It was a special moment for Kamilaroi man James Dries when he graduated with a bachelor of science degree at the University of New England's December graduation this week.
Born and raised in Gunnedah, tertiary education wasn't part of his plans - but after having worked since finishing year 10 at St Marys College, he realised he had to invest in himself and his skillset.
Along with his degree - his second from UNE - Mr Dries also received a vice-chancellor's scholar award for outstanding academic achievement; another "very special moment" was the Oorala Aboriginal Centre's Indigenous sashing ceremony.
"I gave my sash to my father as he was too ill to attend," Mr Dries said.
"He and my mother are very proud of what I have achieved at UNE.
"The sash also honours my grandmother's sacrifice for her children and grandchildren. Her family disowned her when she met my grandfather, yet they went on to have eight children together."
Mr Dries said his family was "not well-off growing up", but his parents spent a lot of time with their children and made many sacrifices to support them.
"My fiancée Lisa has also been extremely supportive of me throughout my studies."
Change of direction
Mr Dries joined Fire and Rescue NSW after school but recently decided it was a young person's game.
"My job is very labour-intensive at times and, while I enjoy it, I'm not getting younger," he said.
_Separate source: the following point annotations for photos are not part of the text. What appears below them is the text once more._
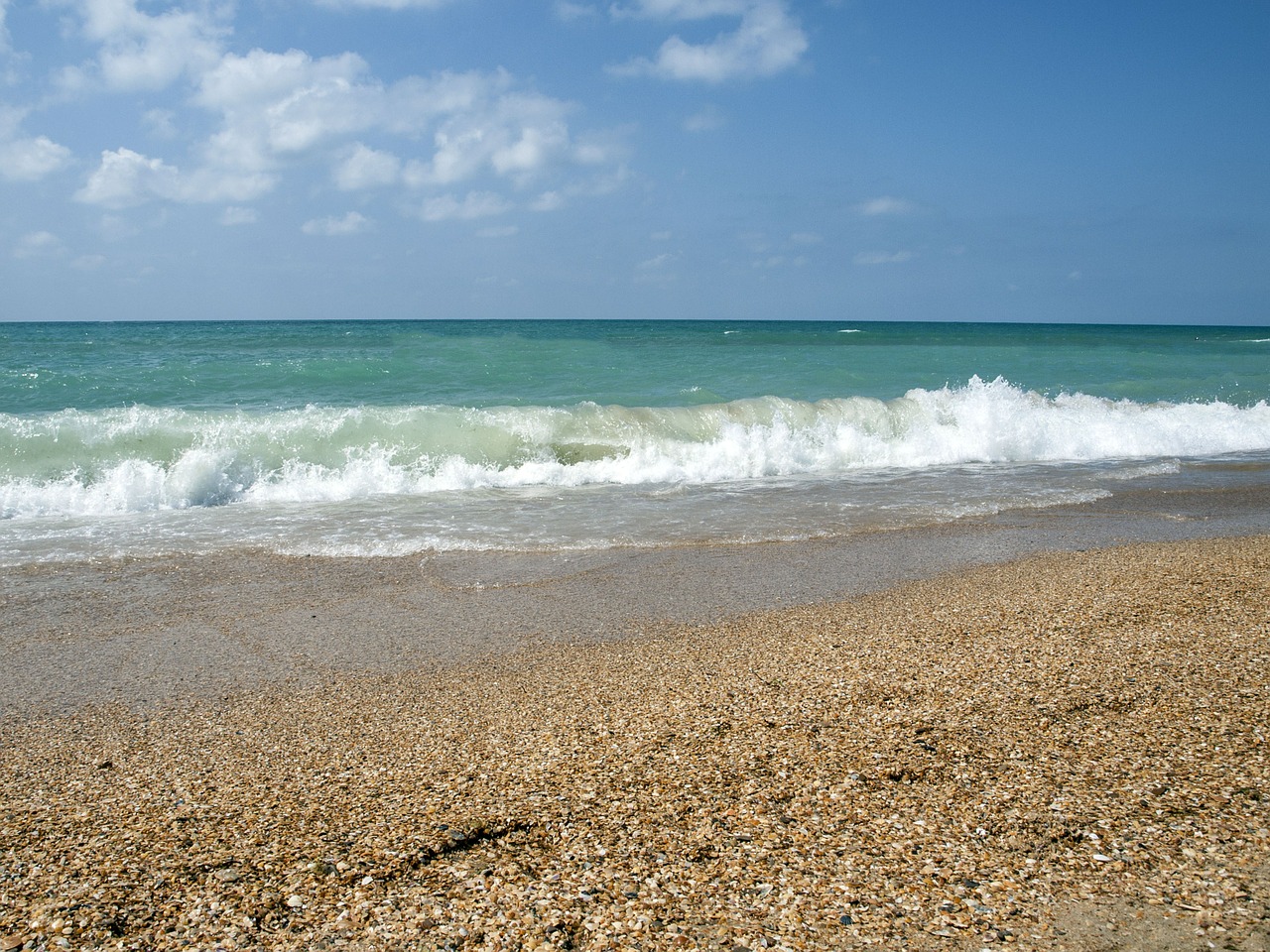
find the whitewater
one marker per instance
(254, 457)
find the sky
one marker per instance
(635, 159)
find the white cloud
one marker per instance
(515, 136)
(238, 214)
(139, 51)
(887, 206)
(705, 119)
(330, 226)
(475, 204)
(160, 122)
(766, 42)
(31, 159)
(367, 168)
(657, 262)
(570, 12)
(883, 257)
(39, 244)
(386, 4)
(548, 202)
(126, 178)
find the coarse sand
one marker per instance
(1066, 752)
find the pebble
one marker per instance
(585, 796)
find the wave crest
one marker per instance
(145, 458)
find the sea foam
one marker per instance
(149, 458)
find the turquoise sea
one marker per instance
(390, 438)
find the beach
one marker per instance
(1051, 751)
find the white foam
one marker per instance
(143, 460)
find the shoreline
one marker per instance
(157, 631)
(1060, 752)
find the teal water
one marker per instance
(382, 438)
(49, 367)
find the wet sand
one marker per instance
(146, 633)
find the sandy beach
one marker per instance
(1061, 752)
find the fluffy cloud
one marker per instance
(22, 158)
(766, 42)
(386, 4)
(277, 108)
(887, 206)
(867, 258)
(39, 244)
(367, 168)
(350, 223)
(238, 214)
(31, 159)
(139, 51)
(126, 178)
(475, 204)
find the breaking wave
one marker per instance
(145, 458)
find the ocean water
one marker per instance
(391, 438)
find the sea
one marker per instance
(390, 438)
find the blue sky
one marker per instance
(722, 159)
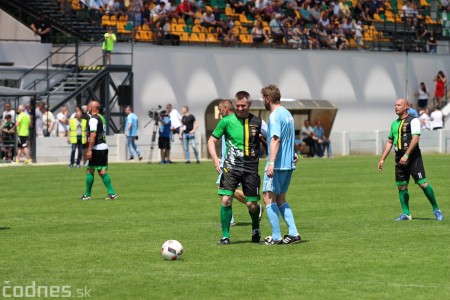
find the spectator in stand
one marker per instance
(432, 43)
(410, 13)
(358, 34)
(290, 11)
(109, 38)
(208, 20)
(135, 12)
(185, 10)
(62, 119)
(226, 35)
(187, 133)
(344, 10)
(175, 120)
(412, 110)
(323, 141)
(39, 116)
(422, 96)
(425, 121)
(372, 7)
(305, 14)
(437, 119)
(165, 35)
(325, 20)
(9, 111)
(8, 137)
(439, 93)
(259, 35)
(159, 12)
(42, 28)
(348, 28)
(23, 122)
(276, 30)
(217, 16)
(308, 137)
(49, 123)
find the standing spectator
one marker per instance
(49, 122)
(412, 110)
(422, 96)
(279, 168)
(187, 133)
(164, 138)
(259, 35)
(439, 93)
(97, 153)
(109, 38)
(175, 119)
(39, 117)
(309, 138)
(437, 119)
(77, 137)
(432, 43)
(9, 111)
(136, 8)
(131, 128)
(323, 141)
(61, 117)
(184, 10)
(42, 28)
(404, 134)
(424, 119)
(241, 163)
(8, 134)
(23, 132)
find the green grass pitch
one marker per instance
(343, 207)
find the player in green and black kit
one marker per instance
(241, 130)
(404, 136)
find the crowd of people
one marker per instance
(301, 24)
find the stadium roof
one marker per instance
(6, 91)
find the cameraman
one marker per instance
(164, 137)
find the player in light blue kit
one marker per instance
(131, 128)
(280, 164)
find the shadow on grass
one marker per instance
(424, 219)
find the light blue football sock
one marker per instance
(286, 213)
(274, 218)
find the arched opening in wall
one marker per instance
(301, 110)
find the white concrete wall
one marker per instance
(13, 30)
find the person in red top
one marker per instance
(184, 10)
(439, 93)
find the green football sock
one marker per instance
(255, 218)
(226, 212)
(89, 183)
(107, 182)
(428, 191)
(404, 201)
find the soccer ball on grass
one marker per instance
(172, 250)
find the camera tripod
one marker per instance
(152, 142)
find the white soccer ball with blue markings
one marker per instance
(172, 250)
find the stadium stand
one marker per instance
(385, 25)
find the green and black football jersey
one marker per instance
(242, 141)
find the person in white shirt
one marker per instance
(437, 119)
(424, 119)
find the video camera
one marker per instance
(155, 113)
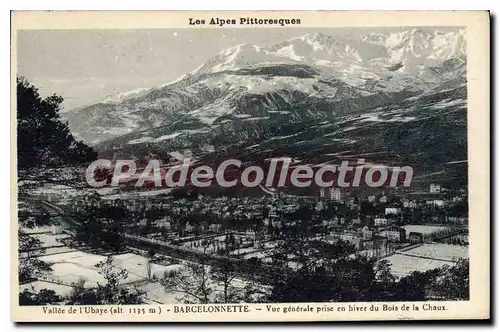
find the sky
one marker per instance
(87, 66)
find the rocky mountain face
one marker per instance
(395, 98)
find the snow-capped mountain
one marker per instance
(314, 88)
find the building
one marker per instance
(434, 188)
(56, 229)
(392, 210)
(367, 233)
(356, 222)
(394, 233)
(381, 222)
(435, 202)
(333, 194)
(410, 204)
(276, 223)
(189, 228)
(354, 239)
(415, 237)
(215, 228)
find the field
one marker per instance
(439, 251)
(39, 285)
(424, 229)
(425, 257)
(70, 267)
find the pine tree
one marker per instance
(42, 138)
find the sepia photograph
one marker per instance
(241, 163)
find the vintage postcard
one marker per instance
(250, 166)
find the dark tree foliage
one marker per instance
(42, 138)
(112, 292)
(43, 297)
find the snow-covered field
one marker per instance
(439, 251)
(39, 285)
(402, 265)
(71, 267)
(424, 229)
(425, 257)
(50, 240)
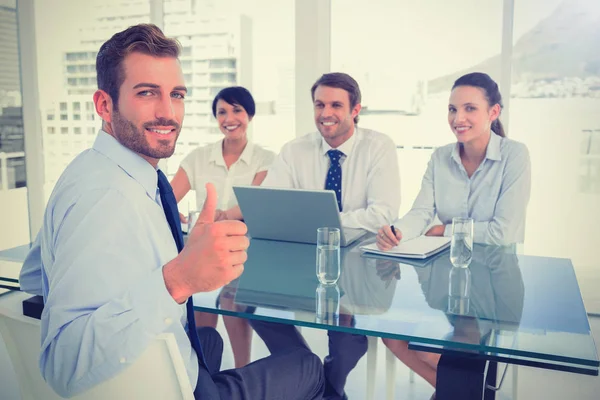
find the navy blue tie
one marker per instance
(334, 176)
(172, 213)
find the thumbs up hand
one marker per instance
(213, 256)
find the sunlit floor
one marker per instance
(531, 383)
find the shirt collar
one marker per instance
(493, 149)
(130, 162)
(492, 152)
(216, 153)
(345, 147)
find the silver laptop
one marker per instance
(291, 215)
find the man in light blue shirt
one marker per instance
(107, 262)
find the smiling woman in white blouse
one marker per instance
(484, 176)
(228, 162)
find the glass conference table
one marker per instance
(505, 307)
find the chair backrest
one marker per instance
(159, 373)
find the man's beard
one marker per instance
(134, 139)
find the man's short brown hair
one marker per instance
(340, 80)
(143, 38)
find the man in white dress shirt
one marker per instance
(361, 166)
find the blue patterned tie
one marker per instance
(172, 213)
(334, 176)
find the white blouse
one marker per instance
(206, 164)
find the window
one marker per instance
(561, 83)
(13, 181)
(406, 65)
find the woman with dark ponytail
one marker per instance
(484, 176)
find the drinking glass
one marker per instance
(328, 255)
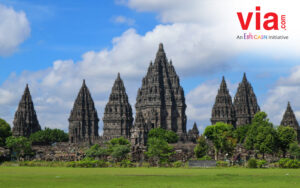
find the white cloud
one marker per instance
(199, 37)
(286, 89)
(124, 20)
(14, 29)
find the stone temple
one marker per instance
(161, 99)
(289, 119)
(245, 103)
(83, 121)
(241, 111)
(223, 110)
(117, 117)
(25, 121)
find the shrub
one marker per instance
(201, 148)
(49, 136)
(96, 151)
(261, 163)
(205, 158)
(168, 136)
(222, 164)
(125, 163)
(4, 131)
(252, 163)
(289, 163)
(178, 164)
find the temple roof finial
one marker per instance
(161, 47)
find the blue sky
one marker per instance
(72, 40)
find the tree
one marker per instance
(49, 136)
(5, 131)
(158, 150)
(221, 134)
(240, 133)
(119, 148)
(19, 145)
(286, 136)
(168, 136)
(294, 150)
(201, 148)
(120, 152)
(261, 136)
(96, 151)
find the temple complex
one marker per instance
(223, 110)
(245, 103)
(83, 120)
(161, 99)
(289, 119)
(25, 121)
(117, 117)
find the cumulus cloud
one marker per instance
(124, 20)
(14, 29)
(199, 36)
(286, 89)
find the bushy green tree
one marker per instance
(240, 133)
(158, 150)
(168, 136)
(5, 131)
(221, 134)
(294, 150)
(97, 151)
(262, 136)
(19, 145)
(201, 148)
(286, 136)
(49, 136)
(119, 148)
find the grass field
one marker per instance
(147, 177)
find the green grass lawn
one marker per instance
(147, 177)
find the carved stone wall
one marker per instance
(245, 103)
(83, 121)
(117, 117)
(161, 98)
(223, 110)
(25, 121)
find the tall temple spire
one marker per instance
(289, 119)
(193, 133)
(117, 117)
(223, 110)
(161, 98)
(25, 121)
(245, 103)
(139, 131)
(83, 121)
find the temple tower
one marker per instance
(289, 119)
(193, 134)
(223, 110)
(161, 98)
(117, 117)
(25, 121)
(139, 131)
(83, 121)
(245, 103)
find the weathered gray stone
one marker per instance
(289, 119)
(83, 121)
(25, 121)
(223, 110)
(117, 117)
(161, 98)
(193, 134)
(245, 103)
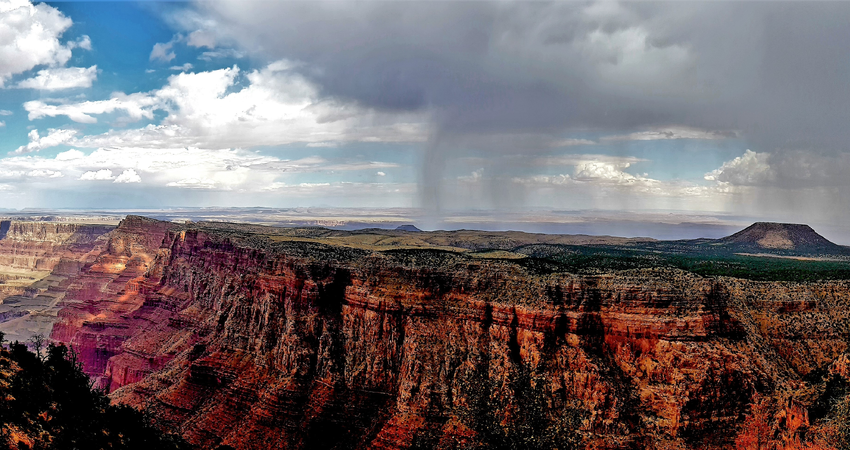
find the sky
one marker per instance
(707, 108)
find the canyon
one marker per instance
(258, 337)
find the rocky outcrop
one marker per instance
(36, 260)
(235, 339)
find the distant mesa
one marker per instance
(409, 228)
(780, 236)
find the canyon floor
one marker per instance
(257, 337)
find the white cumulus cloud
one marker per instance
(128, 176)
(61, 78)
(29, 37)
(749, 169)
(162, 51)
(275, 106)
(99, 175)
(54, 137)
(201, 38)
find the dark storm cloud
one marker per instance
(777, 71)
(777, 74)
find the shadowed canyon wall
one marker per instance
(239, 338)
(36, 261)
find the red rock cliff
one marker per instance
(234, 339)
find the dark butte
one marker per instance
(231, 338)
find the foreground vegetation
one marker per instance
(589, 259)
(47, 402)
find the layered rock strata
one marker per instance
(233, 338)
(36, 261)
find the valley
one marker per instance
(258, 337)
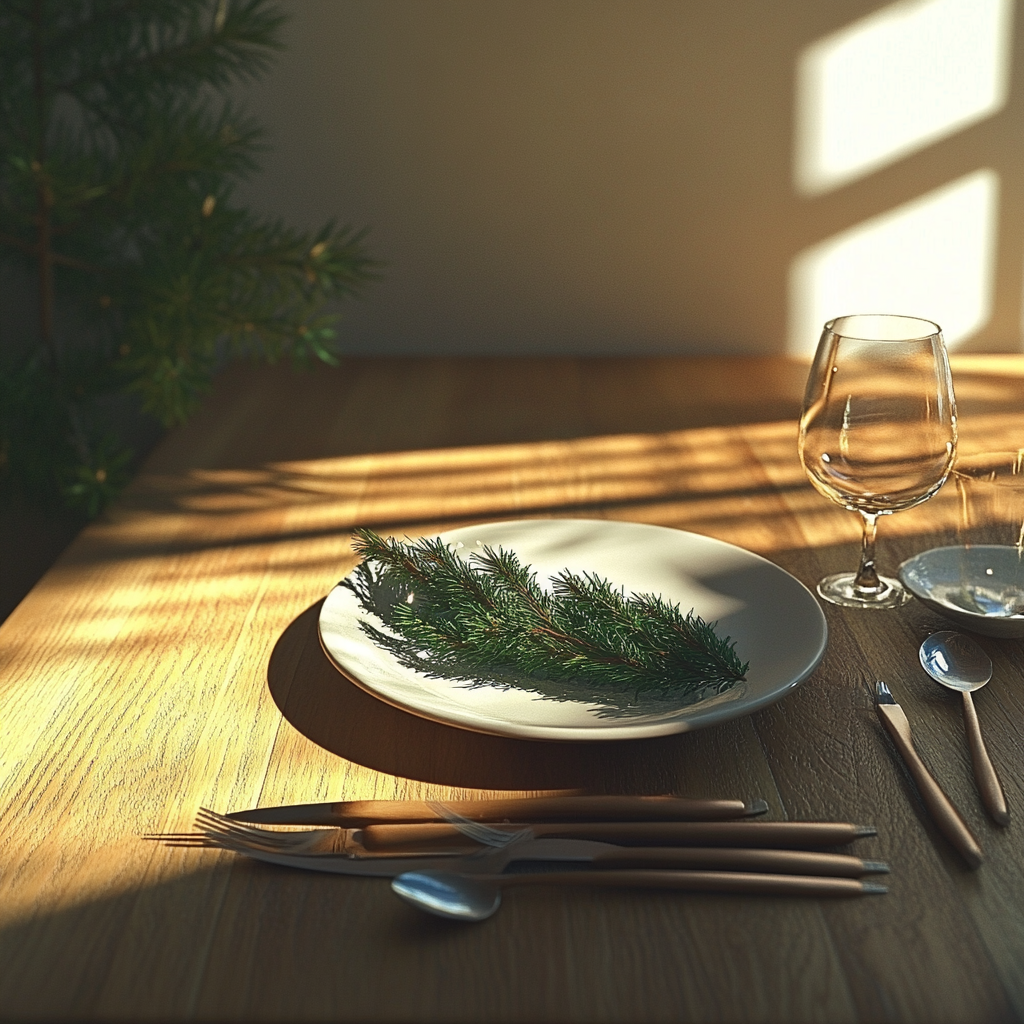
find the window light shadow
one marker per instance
(933, 257)
(910, 74)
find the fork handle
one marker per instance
(716, 882)
(984, 773)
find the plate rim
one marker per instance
(567, 733)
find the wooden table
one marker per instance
(169, 660)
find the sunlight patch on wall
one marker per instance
(933, 257)
(894, 82)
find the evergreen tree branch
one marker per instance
(486, 619)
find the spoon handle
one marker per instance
(984, 773)
(716, 882)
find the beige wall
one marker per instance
(592, 176)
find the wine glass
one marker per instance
(878, 433)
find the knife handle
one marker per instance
(581, 808)
(984, 772)
(739, 859)
(716, 882)
(944, 814)
(785, 835)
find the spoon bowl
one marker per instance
(958, 664)
(955, 662)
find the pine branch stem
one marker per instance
(44, 195)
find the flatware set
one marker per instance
(453, 853)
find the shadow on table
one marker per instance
(342, 718)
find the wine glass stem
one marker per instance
(867, 578)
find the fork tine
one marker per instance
(209, 821)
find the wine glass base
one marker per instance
(842, 589)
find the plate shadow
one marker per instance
(336, 714)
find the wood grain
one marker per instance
(169, 660)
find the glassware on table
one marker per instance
(991, 532)
(878, 433)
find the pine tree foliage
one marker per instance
(120, 154)
(486, 619)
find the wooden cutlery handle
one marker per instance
(732, 859)
(550, 809)
(785, 835)
(984, 773)
(939, 806)
(718, 882)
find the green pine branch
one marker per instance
(121, 152)
(486, 620)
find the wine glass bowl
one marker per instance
(878, 433)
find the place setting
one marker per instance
(577, 631)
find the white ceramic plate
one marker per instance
(775, 622)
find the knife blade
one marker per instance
(356, 813)
(941, 808)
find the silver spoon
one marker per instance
(957, 663)
(476, 897)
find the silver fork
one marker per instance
(217, 830)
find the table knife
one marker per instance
(941, 808)
(356, 813)
(784, 835)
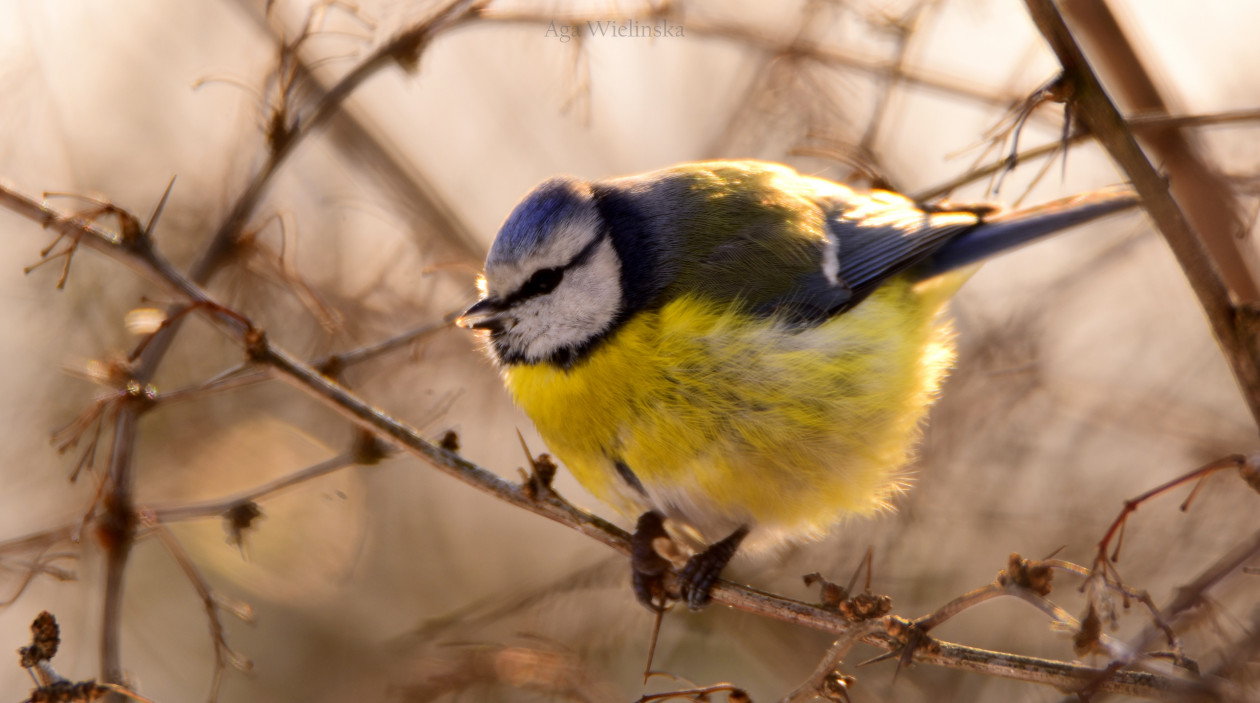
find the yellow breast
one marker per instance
(728, 418)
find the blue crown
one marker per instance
(544, 209)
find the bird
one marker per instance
(737, 353)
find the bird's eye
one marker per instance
(543, 281)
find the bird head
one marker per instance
(552, 281)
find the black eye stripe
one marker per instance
(546, 280)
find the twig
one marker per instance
(548, 504)
(219, 505)
(1235, 328)
(1201, 190)
(809, 688)
(223, 654)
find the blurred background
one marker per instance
(1086, 372)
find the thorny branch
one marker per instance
(1235, 326)
(261, 352)
(120, 518)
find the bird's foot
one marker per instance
(650, 566)
(697, 578)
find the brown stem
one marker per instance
(1235, 328)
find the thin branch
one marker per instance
(223, 654)
(549, 505)
(1234, 328)
(1202, 192)
(219, 505)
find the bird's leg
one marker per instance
(697, 578)
(649, 567)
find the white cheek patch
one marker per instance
(578, 310)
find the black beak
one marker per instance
(483, 315)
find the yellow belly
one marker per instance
(731, 420)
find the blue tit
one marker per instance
(732, 349)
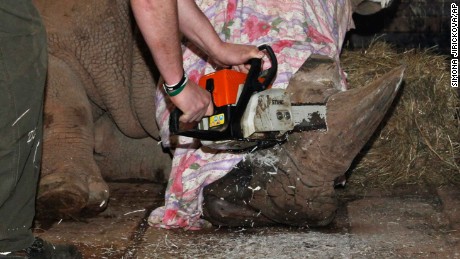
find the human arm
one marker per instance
(158, 22)
(197, 28)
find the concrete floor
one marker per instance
(403, 223)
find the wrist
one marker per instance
(173, 90)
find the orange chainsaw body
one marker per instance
(226, 84)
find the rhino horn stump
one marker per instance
(293, 183)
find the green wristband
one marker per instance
(173, 91)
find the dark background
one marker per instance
(406, 24)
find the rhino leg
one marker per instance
(70, 179)
(293, 183)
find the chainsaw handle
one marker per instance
(174, 120)
(271, 72)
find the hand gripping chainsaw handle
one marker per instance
(256, 81)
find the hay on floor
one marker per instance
(419, 141)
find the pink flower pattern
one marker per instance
(295, 29)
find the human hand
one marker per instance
(195, 103)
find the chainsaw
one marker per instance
(248, 113)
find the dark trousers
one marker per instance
(23, 66)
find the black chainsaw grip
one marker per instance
(271, 72)
(174, 120)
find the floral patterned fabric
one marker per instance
(295, 29)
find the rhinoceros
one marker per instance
(100, 124)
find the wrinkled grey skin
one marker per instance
(99, 121)
(99, 107)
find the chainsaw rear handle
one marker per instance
(251, 86)
(270, 73)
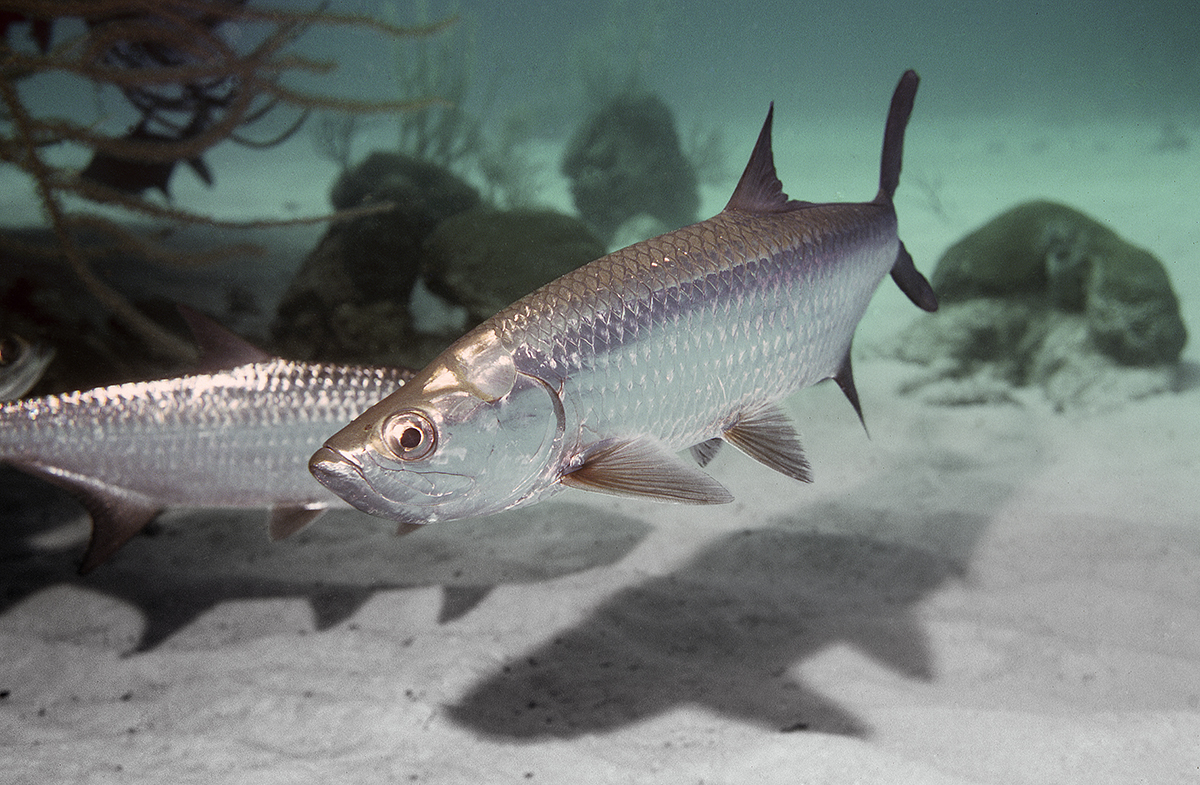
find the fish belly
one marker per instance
(684, 331)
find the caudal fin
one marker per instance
(893, 135)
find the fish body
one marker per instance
(235, 433)
(599, 378)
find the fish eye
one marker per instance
(409, 436)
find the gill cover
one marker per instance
(469, 436)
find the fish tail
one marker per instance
(893, 136)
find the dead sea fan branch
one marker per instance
(192, 90)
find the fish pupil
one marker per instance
(411, 438)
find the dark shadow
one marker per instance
(196, 559)
(727, 633)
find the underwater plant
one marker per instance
(191, 88)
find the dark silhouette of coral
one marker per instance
(192, 90)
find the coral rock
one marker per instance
(360, 277)
(1044, 295)
(1073, 264)
(627, 160)
(485, 259)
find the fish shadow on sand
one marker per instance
(729, 630)
(197, 559)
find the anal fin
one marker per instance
(117, 514)
(286, 521)
(845, 379)
(646, 469)
(768, 436)
(706, 451)
(912, 282)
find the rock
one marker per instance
(984, 351)
(349, 300)
(1074, 264)
(1045, 297)
(485, 259)
(627, 160)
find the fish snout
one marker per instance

"If I wanted to move on, I had to keep my options open and invest in skills that were transferable in a general market."
He enrolled in his first degree: a bachelor of exercise and sports science.
"I was the first in my family to attend university, but once I learned how study and university processes worked, I realised I had a knack for learning. I graduated with a distinction last year," he said.
Mr Dries credits tertiary education with boosting his confidence, and he plans to enrol in a masters by research next year.
"University is quite challenging at the start, especially after being out of school for so long, but once you have systems in place, it is not necessarily about how smart you are but about how hard you work.
"For me, it is not just about obtaining a piece of paper from my studies, but about the knowledge.
"I have a genuine passion for and interest in what I'm learning."
Mr Dries regularly helps at UNE's intensive schools, and this year was a mentor in the inaugural Indigenous Scholars/TRACKS Peer Support Program run by Oorala Aboriginal Centre.